In today’s Epic v. Apple ruling, it was concluded that Apple must allow for alternative in-app purchase methods and allow redirects to the app developer’s own website to sign up. While that is not all of what Epic Games wanted, it could still allow them to play by the new rules and relaunch Fortnite in Apple’s App Store. Beyond Epic and Fortnite however, these new rules will trigger a new mobile app renaissance that will see a new era iOS apps where you can sign up, subscribe and pay for the service completely outside of Apple’s walled garden.
App developers will be able to completely circumvent Apple’s IAP (In App Payment) system thus reaping the fruits of their own labor. Apps like Netflix, Spotify and others will be able to sign users up directly within the app and allow alternative payment methods for subscriptions and purchases. The new rules tear open a hole in Apple’s wall and the $19 billion the App Store brings in each year off of mostly free-to-download games that are gear towards in-app purchases.
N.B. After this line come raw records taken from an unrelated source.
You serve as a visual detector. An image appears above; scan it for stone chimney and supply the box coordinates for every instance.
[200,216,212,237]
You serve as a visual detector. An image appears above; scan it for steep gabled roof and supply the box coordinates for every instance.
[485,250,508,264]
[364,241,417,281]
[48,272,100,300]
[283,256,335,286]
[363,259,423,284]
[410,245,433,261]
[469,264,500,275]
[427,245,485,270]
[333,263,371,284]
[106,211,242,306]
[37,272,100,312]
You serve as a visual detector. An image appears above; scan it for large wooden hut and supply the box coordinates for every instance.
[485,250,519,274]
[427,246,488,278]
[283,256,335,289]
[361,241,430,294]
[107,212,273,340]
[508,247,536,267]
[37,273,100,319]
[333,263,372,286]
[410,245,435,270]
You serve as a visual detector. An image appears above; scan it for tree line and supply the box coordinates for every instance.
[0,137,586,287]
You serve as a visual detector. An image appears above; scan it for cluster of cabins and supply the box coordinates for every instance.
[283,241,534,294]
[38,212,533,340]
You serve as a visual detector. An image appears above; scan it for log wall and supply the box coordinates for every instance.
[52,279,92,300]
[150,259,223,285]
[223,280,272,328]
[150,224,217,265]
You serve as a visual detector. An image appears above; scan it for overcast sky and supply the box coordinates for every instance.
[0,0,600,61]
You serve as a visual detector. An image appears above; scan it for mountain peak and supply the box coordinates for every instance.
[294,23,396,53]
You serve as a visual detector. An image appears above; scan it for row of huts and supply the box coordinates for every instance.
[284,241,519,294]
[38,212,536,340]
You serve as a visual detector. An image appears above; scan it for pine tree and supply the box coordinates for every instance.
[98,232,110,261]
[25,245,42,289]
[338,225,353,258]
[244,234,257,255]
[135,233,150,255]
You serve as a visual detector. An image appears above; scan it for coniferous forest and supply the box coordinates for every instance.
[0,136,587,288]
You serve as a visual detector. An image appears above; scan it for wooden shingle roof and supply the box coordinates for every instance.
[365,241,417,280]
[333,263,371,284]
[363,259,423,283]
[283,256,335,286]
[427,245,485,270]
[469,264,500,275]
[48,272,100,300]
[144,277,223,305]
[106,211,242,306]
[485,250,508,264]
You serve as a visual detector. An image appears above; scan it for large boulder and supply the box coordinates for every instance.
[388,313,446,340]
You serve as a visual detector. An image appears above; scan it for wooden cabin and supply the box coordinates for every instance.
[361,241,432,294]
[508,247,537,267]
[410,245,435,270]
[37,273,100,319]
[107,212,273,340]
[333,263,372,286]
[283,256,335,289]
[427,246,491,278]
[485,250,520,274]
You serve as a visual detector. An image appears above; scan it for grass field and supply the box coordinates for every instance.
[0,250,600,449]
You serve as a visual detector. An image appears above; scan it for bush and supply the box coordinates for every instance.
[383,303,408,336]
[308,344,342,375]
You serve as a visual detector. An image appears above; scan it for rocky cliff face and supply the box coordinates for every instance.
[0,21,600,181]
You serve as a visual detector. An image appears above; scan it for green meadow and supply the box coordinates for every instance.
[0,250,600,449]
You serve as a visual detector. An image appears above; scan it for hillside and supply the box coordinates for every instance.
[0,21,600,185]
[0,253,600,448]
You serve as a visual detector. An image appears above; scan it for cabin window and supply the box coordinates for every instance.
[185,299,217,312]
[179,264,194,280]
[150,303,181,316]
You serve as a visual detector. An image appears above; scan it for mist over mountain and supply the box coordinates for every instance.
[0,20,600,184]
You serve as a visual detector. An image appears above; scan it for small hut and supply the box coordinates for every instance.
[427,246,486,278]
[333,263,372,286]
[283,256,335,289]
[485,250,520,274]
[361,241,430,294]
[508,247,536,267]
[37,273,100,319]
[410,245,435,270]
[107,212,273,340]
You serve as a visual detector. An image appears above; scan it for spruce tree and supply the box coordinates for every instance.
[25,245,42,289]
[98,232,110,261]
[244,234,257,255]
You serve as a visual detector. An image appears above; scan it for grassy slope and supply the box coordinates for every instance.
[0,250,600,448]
Apple’s wall still stands and developers can only distribute iOS apps via Apple’s App Store but at least US based developers can now developers can collect payment without having to be heavily taxed by Apple first, which impacts a third of Apple’s global App Store revenue or about $6.3 billion. The injunction revealed a number of interesting details, like the majority of App Store purchases come from games. In fact, a whopping 70% of all of Apple’s App Store revenue comes from games. So, in essence, Apple’s App Store is actually not an “App” store at all, but more of a “Game” store, full of free-to-play games full of triggers for in-app purchases.
All you have to do is look at the top grossing apps in Apple’s App Store to find that nearly every game totally relies on in-app purchases for its income. So, if the small number of Apple users that generate 80% of all App Store purchases decide to use alternative payment methods, then app could miss out on enormous amounts of money. All that stands in the way is the rate at which iOS developers adopt these new rules and implement new ways to pay in their apps, but as we all know, money is a great motivator.
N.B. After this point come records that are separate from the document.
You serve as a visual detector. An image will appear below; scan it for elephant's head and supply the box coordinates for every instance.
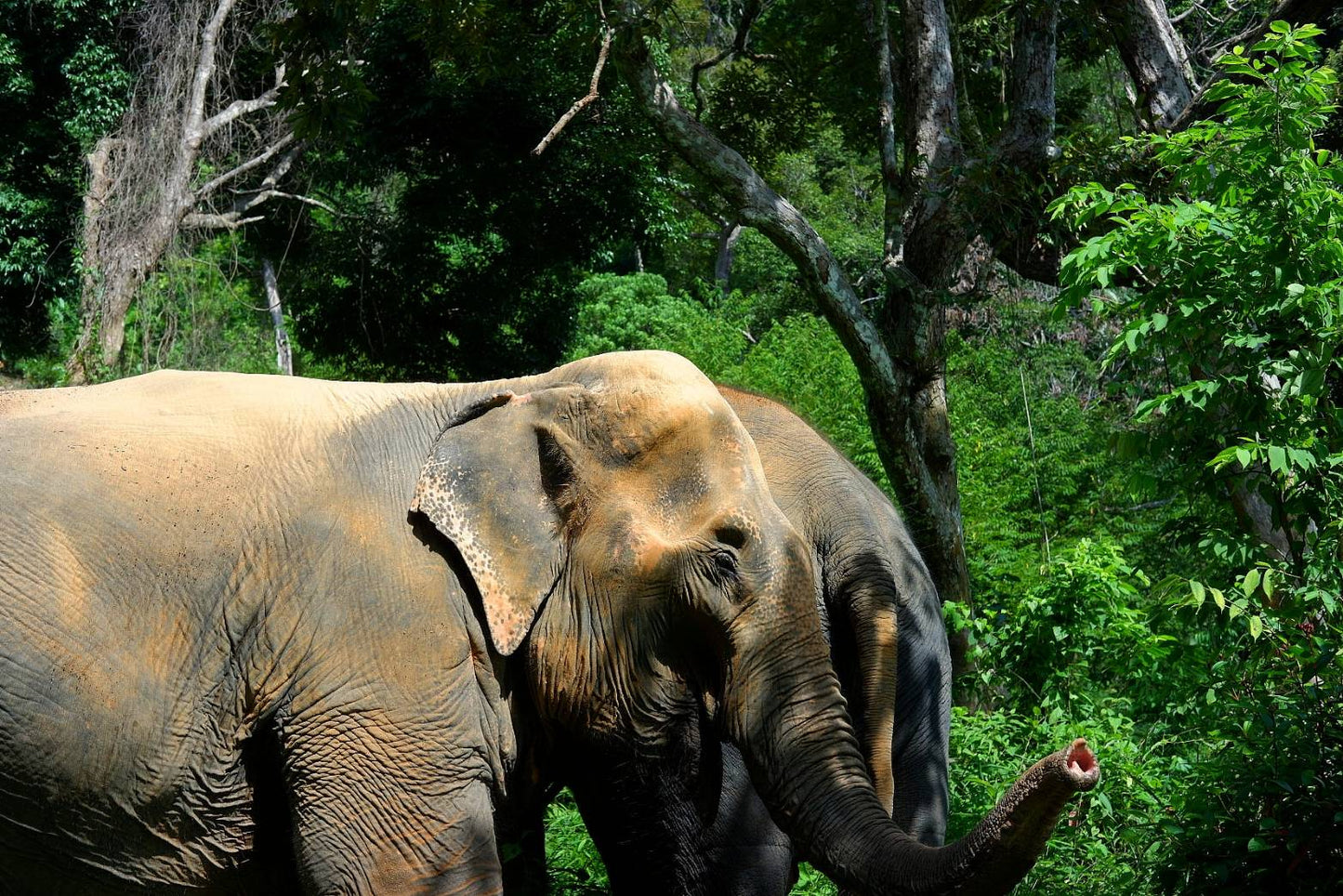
[415,353,1096,892]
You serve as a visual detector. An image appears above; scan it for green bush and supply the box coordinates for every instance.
[1054,21,1343,892]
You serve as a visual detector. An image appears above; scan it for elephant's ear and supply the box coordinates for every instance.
[411,386,582,655]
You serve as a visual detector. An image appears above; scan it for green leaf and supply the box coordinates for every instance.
[1268,444,1286,474]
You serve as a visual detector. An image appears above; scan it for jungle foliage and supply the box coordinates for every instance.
[0,0,1343,893]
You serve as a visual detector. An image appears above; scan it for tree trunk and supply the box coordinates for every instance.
[713,220,742,296]
[66,0,291,384]
[1107,0,1196,130]
[260,257,294,376]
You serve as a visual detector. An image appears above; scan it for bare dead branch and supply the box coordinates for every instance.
[615,16,897,393]
[862,0,902,257]
[196,133,294,202]
[183,0,235,149]
[691,0,775,118]
[181,212,266,230]
[200,66,284,138]
[532,23,615,156]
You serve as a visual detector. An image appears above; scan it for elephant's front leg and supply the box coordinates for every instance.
[284,713,502,896]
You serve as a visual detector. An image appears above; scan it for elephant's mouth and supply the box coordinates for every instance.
[1063,737,1099,790]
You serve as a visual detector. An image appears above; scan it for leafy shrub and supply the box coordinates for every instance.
[1054,21,1343,892]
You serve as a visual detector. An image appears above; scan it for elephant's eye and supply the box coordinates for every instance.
[709,548,737,580]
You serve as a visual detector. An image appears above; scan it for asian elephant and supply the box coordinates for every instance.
[523,386,951,896]
[0,352,1099,893]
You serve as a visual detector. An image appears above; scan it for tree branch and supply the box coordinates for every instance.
[532,21,615,156]
[691,0,773,118]
[862,0,903,257]
[1113,0,1198,130]
[196,133,296,202]
[183,0,235,152]
[615,15,896,393]
[200,66,284,139]
[1170,0,1340,130]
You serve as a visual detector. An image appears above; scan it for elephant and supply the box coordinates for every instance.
[532,386,951,896]
[0,352,1099,893]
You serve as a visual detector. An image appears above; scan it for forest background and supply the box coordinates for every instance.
[0,0,1343,893]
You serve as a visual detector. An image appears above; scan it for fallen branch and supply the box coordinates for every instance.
[532,23,615,156]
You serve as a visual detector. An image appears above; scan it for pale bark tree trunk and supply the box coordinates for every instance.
[713,220,742,296]
[613,0,1059,692]
[1102,0,1198,130]
[66,0,302,384]
[260,257,294,376]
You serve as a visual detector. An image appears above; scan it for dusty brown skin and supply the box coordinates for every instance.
[0,353,1095,893]
[545,386,951,896]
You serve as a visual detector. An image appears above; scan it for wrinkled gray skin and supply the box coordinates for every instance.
[537,387,951,896]
[0,353,806,893]
[0,352,1099,893]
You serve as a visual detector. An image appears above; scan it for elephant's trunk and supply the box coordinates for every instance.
[724,550,1099,895]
There are still plenty of questions to be answered about the ins and outs of how it will all work. Will developers be able to use 3rd party payments that have better rates than Apple like Stripe or Paypal and so on, or will the apps have to link to the developer’s website? Can developers incentivize users to use their payment systems discounted prices or will they have to continue to charge the same price for both IAP and non-IAP?
The new rules could mean that more money could be channeled through iOS apps than ever before, enabling developers not the platform owner to accumulate wealth it earns itself. Apple’s 30% tax still applies to purchases, but more developers could adopt the new system to circumvent Apple’s tax altogether and trigger a gold rush not seen for a long time in the mobile app world.